アロマオイルやお香などさまざまな種類があるなかで、昨今YouTubeやSNSなどで見かけることが増えているのが、天然香木の「パロサント」。スペイン語で「聖なる木」と呼ばれ、豊かで甘い香りを放ちます。香りの高さと浄化力の強さから静かなブームを巻き起こし、ニトリなど取り扱う店舗も急増中だそう。そこで今回はパロサントの効果や楽しみ方、選び方のコツを、パロサントをいち早く日本に紹介し取り扱う興津理絵さんに伺いました。

“幻の香木”と呼ばれる
パロサントって何?

左がエクアドル産、右がペルー産のパロサント

「パロサント(Palo Santo)は、中南米の沿岸地域に自生する野生樹です。古くから、空間を浄化し幸福を呼び込むと信じられ、古代インカ帝国時代、ネイティブアメリカンからは『神の樹』と呼ばれていました。伝統的な治療や魔除け、シャーマンによる清めの儀式にもパロサントが使われていたそうです。
現在も教会のミサで焚かれる薫香や、瞑想の導入、空間浄化ツールなどとしてニューヨークをはじめさまざまな国で使用されています。

パロサントの魅力は、なんといってもその豊潤な香りです。自然倒木した木が長い時間をかけ、枯れていく過程で獲得する濃厚な香りは、香木の中でも特に香りの持続性が高いと言われています。

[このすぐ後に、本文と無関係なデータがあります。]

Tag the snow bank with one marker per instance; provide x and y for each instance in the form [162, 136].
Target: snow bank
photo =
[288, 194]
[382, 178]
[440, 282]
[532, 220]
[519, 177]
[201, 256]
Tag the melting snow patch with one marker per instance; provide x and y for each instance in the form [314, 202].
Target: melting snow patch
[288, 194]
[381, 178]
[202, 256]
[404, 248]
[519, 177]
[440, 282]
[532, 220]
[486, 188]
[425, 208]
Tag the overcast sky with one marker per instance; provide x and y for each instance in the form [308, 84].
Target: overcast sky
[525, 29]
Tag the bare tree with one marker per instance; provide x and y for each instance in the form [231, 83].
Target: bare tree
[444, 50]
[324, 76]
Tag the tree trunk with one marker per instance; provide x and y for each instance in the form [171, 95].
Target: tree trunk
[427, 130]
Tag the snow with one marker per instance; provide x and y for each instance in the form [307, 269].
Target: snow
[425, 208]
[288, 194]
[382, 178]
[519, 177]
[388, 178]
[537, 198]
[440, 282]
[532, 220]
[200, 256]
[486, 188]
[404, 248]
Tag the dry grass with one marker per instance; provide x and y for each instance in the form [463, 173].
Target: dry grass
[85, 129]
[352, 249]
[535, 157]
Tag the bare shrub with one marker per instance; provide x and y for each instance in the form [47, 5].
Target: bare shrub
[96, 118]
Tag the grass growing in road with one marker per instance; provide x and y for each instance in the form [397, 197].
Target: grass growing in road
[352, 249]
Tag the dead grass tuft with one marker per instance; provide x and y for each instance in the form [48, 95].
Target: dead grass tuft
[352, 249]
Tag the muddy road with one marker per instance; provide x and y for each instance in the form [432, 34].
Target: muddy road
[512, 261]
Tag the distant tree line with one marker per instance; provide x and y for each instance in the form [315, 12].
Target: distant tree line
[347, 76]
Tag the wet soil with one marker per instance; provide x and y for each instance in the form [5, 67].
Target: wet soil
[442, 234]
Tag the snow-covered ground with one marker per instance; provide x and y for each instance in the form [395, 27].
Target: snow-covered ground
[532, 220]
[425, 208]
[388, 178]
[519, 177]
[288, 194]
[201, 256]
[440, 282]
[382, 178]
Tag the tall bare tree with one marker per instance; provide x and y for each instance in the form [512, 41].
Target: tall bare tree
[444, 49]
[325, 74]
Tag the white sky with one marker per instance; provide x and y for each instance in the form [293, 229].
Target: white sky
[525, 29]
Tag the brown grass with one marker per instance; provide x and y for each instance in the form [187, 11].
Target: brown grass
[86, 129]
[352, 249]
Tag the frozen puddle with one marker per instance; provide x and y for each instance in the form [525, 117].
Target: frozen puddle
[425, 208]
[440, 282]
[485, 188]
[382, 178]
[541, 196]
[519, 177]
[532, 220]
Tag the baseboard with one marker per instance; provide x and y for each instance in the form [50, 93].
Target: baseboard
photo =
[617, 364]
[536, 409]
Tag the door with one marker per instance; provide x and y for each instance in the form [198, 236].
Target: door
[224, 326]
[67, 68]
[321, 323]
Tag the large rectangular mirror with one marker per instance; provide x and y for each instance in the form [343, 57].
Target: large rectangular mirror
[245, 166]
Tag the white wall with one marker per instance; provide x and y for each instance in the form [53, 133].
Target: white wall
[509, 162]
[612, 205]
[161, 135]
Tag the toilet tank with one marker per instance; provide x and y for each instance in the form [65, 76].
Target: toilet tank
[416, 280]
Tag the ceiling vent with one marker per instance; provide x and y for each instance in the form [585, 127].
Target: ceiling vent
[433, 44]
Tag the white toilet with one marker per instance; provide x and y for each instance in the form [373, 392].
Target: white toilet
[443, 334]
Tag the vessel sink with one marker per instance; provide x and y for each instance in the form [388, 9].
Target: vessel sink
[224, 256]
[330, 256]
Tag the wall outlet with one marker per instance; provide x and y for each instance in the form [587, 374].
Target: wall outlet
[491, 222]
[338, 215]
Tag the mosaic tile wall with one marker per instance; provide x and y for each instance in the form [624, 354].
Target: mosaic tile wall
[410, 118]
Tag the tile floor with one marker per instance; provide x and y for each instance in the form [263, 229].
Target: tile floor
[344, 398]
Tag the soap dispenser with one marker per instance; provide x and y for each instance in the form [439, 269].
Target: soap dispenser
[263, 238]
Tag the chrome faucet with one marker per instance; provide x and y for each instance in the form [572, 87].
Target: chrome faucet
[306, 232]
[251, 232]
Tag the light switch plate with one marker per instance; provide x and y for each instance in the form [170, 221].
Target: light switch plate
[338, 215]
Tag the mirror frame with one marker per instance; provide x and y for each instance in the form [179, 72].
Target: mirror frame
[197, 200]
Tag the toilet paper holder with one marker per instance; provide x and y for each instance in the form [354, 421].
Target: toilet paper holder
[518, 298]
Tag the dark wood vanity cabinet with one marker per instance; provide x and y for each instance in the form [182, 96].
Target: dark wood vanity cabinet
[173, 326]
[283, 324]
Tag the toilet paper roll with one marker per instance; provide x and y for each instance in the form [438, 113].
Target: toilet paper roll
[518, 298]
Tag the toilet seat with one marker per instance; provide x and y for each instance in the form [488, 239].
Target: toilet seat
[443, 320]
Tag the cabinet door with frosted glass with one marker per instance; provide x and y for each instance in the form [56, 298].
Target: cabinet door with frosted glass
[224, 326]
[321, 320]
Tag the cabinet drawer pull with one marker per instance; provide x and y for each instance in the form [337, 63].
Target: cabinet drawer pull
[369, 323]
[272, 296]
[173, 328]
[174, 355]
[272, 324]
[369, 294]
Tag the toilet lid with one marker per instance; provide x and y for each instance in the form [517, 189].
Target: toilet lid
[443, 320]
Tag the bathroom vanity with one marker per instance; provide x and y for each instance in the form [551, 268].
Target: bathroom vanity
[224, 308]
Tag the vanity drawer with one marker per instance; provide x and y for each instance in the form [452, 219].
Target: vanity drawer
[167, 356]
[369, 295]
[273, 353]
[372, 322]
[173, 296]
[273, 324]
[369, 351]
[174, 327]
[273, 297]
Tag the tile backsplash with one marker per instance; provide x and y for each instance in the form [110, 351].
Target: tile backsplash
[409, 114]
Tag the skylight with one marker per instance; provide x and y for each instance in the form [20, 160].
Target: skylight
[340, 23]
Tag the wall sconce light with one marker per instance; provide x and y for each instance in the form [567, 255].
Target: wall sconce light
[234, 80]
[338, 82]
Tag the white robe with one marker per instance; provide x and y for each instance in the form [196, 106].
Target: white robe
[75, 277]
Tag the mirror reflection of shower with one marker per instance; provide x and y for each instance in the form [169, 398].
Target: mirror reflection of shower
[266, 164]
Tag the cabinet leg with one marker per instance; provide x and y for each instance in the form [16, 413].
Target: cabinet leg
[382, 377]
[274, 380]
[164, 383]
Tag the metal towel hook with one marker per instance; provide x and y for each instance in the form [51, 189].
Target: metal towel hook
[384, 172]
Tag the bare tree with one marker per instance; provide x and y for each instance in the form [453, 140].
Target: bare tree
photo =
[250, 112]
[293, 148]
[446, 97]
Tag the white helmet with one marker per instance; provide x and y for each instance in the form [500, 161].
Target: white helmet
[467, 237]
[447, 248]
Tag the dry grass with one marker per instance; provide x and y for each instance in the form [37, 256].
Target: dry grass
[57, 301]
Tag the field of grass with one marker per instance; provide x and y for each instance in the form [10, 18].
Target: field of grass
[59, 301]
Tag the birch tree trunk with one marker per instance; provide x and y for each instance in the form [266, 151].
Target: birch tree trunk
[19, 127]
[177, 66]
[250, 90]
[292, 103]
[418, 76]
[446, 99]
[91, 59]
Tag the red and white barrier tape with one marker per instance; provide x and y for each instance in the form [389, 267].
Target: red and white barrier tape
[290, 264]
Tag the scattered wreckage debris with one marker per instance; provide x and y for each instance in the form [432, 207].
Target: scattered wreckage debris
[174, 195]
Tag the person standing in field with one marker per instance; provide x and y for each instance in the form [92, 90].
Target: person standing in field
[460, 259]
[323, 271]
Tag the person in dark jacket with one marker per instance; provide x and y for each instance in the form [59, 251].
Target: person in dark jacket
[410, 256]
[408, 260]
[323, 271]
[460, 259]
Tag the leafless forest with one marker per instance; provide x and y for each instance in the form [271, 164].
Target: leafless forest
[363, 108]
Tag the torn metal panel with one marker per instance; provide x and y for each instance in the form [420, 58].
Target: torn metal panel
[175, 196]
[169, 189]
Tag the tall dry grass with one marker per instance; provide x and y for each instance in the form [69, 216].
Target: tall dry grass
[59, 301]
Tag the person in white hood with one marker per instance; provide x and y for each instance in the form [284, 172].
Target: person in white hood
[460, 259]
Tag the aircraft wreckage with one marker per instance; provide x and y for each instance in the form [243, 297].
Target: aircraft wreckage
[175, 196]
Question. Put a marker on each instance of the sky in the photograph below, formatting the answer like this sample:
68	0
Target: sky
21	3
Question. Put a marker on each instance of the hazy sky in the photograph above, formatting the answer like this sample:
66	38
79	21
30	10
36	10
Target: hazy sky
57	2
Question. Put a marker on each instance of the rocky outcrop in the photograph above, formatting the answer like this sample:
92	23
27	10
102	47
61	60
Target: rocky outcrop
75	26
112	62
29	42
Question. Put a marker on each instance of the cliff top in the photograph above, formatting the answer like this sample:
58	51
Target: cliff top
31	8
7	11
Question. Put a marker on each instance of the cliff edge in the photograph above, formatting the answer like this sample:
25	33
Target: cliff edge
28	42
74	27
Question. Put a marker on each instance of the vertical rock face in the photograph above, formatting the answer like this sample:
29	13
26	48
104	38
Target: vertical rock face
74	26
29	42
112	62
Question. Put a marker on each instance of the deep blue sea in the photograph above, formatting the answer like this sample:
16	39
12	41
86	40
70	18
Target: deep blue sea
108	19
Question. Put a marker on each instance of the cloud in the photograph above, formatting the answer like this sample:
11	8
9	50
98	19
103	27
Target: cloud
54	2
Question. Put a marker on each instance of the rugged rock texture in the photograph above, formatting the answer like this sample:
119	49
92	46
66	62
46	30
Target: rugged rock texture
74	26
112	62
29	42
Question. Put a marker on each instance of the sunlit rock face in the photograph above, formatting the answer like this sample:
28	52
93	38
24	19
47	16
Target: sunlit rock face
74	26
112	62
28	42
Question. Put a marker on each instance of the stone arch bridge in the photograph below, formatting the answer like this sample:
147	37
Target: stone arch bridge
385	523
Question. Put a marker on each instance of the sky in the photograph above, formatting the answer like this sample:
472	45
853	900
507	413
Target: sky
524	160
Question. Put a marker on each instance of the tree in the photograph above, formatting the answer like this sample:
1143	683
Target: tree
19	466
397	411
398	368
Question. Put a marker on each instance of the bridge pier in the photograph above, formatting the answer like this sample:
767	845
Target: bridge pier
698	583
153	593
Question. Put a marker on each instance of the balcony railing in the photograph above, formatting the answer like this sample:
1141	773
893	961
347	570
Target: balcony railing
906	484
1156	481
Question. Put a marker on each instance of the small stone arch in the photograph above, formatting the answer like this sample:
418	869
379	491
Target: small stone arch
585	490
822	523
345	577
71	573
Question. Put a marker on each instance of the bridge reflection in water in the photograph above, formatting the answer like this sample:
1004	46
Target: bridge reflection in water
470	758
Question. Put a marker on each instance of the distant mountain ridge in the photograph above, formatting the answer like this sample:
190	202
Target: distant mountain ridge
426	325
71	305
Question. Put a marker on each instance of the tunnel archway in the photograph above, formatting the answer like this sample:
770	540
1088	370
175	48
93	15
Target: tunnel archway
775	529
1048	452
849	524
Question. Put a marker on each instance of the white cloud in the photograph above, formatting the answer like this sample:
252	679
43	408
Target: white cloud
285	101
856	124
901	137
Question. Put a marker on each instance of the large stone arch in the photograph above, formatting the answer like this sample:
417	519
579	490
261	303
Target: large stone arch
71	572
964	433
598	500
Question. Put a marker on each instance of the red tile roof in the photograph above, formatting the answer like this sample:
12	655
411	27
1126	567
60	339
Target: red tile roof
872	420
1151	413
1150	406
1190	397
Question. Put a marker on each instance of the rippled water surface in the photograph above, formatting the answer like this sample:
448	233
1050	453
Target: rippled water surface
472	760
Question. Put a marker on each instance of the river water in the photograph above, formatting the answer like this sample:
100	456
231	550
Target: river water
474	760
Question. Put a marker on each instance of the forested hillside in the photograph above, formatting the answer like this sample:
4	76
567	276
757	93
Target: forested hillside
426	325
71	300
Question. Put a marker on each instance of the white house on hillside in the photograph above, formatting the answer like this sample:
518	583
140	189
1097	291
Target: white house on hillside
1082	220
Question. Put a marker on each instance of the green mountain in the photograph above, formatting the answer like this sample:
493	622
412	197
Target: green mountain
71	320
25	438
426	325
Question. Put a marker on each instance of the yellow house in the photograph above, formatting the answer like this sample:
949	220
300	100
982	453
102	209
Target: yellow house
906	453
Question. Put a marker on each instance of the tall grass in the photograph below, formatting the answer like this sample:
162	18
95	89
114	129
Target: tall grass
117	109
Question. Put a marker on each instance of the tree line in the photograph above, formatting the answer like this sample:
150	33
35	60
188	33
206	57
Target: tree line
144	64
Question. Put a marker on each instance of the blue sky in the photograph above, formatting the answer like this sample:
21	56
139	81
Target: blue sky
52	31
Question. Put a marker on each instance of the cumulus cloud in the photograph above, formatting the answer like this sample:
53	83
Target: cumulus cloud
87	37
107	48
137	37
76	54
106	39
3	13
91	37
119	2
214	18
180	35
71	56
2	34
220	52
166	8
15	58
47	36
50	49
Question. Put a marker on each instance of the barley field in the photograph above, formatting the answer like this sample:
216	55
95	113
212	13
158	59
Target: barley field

産地によって香りが異なるのも特徴で、エクアドル産は柑橘系の香りがほのかにするウッディーでバニラのような甘い香り、ペルー産はよりビターで落ち着きのあるワイルドな木の香りがします」(花学者・興津理絵さん、以下同)

国内で静かに巻き起こるパロサントブーム

花学者の興津理絵さん

「私が初めてパロサントを知ったのは、4年前に訪れたニューヨークでした。花や植物に抱いていた生命力やエネルギーの力強さと同じものをパロサントに感じ、『パロサントのエネルギーは必ず誰かに勇気を与える』という思いから、日本で広げたいと思いました」

それからほどなくして、興津さんはエクアドルの正規認定農家と契約し、パロサントを直接仕入れ、販売するようになったそう。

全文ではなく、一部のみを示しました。